What We're Looking For
- Strong foundational expertise, from a BS, MS, or Ph.D. degree in Engineering, Mathematics, Physics, Computer Science, Data Science (or equivalent experience).
- 5+ years of proven experience with one or more Cloud Service Providers (AWS, Azure, GCP or OCI), NVIDIA Cloud Partners (CoreWeave, Lambda Labs, Crusoe, etc) and cloud-native architectures and software.
- Demonstrated experience in technical leadership, strong understanding of NVIDIA technologies, and success in working with customers.
- Expertise with parallel filesystems (e.g.
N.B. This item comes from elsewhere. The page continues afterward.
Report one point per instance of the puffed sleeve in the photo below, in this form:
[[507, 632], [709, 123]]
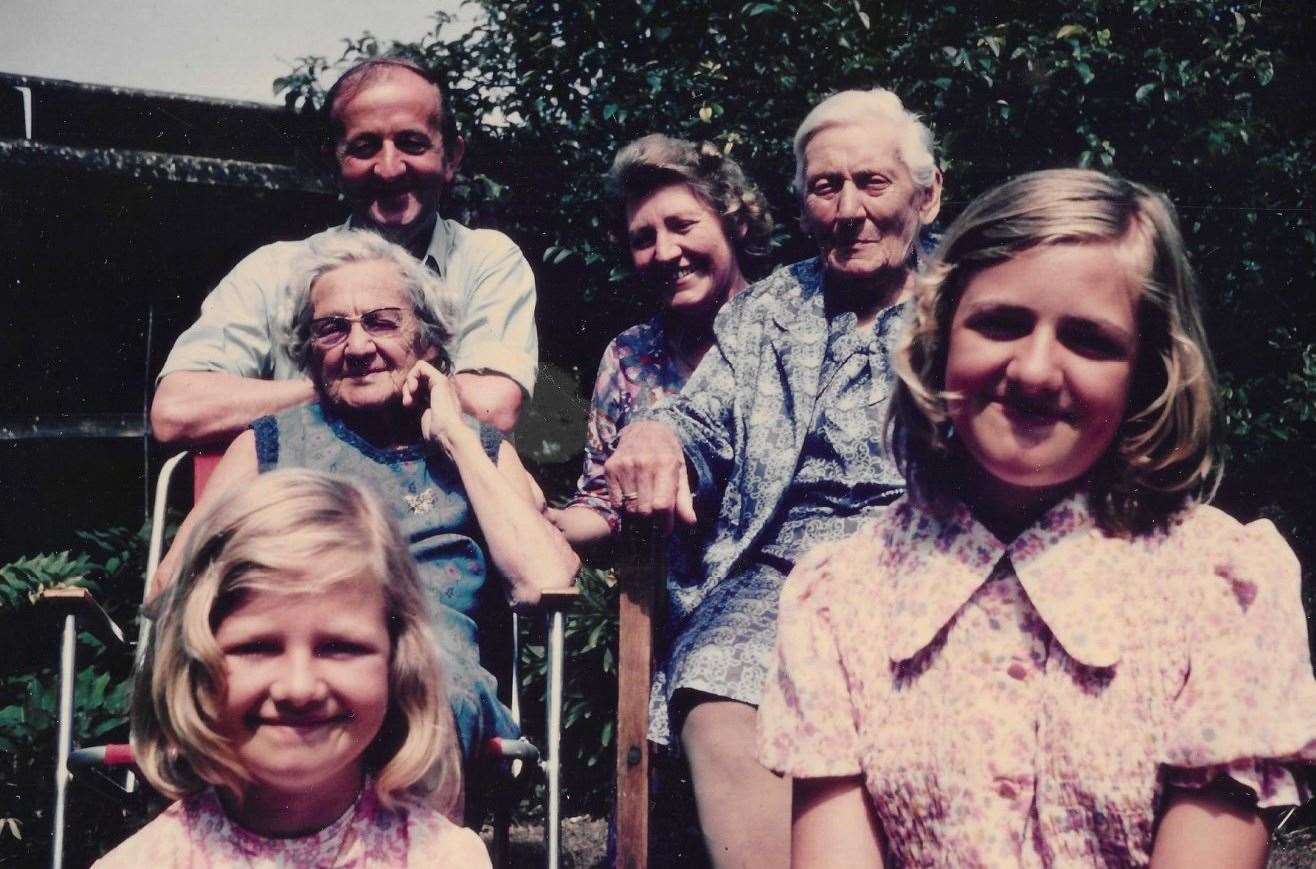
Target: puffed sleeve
[[1248, 706], [806, 722]]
Lustre, GPFS, BeeGFS, WekaIO) and high-speed interconnects (InfiniBand, Omni Path, RoCE, and Gig-E).
- Strong coding and debugging skills, and demonstrated expertise in one or more of the following areas: Machine Learning, Deep Learning, Slurm, Kubernetes, MPI, MLOps, LLMOps, Ansible, Terraform, and other high-performance AI cluster solutions.
- Proficient in deploying GPU applications in Slurm, Kubernetes, docker, helm, registries.
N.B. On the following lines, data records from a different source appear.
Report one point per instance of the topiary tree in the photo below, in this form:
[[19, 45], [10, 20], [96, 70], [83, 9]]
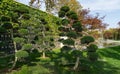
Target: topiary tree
[[72, 28]]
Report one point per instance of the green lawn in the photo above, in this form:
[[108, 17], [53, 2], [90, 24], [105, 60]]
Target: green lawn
[[111, 60], [108, 63]]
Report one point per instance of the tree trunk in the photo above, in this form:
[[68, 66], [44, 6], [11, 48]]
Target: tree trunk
[[76, 63], [16, 58]]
- Experience with Linux-based configuration management and monitoring solutions, system administration, OS installation, configuration, and troubleshooting.
- Knowledge of networking technologies (e.g. router, firewall, load balancer, DNS, VPN) for complex infrastructure configuration.
Nice to Have
- Experience using DGX Cloud, NVIDIA AI Enterprise AI Software including Base Command Manager, NeMo, and NVIDIA's Inference Microservices.
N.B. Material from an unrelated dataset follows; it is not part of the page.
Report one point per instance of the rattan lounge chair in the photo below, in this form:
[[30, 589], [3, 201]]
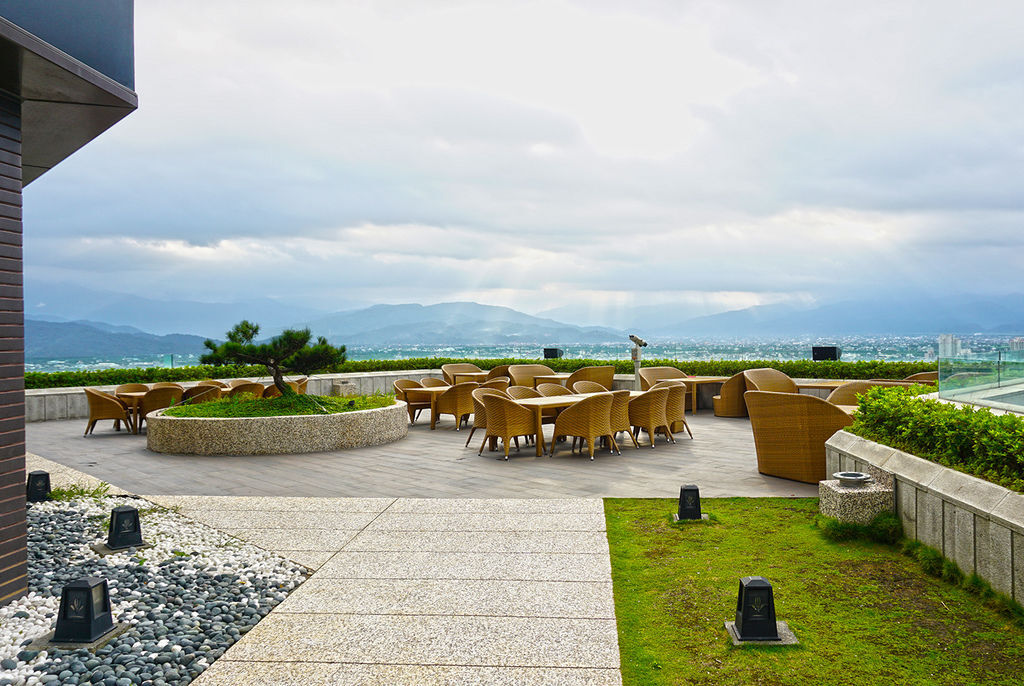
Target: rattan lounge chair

- Experience with AI application development and deployment.
- Background with deploying and configuring observability tooling including Grafana, Prometheus, W&B, Nagios, Zabbix.
- Experience with high performance or large-scale computing environments.
Technical Stack
- Cloud: AWS, Azure, GCP, OCI
- Storage: Lustre, GPFS, BeeGFS, WekaIO
- Interconnect: InfiniBand, Omni Path, RoCE, Gig-E
- AI/ML: Machine Learning, Deep Learning, MLOps, LLMOps
- Orchestration: Slurm, Kubernetes, MPI
- Infrastructure as Code: Ansible, Terraform
- Containers: docker, helm
- Observability: Grafana, Prometheus, W&B, Nagios, Zabbix
Team & Environment
Part of the DGX Cloud SA Segment Team.
Benefits & Compensation
- Compensation range: 148,000 USD - 235,750 USD + equity.
- Equity and benefits.
NVIDIA is committed to fostering a diverse work environment and proud to be an equal opportunity employer.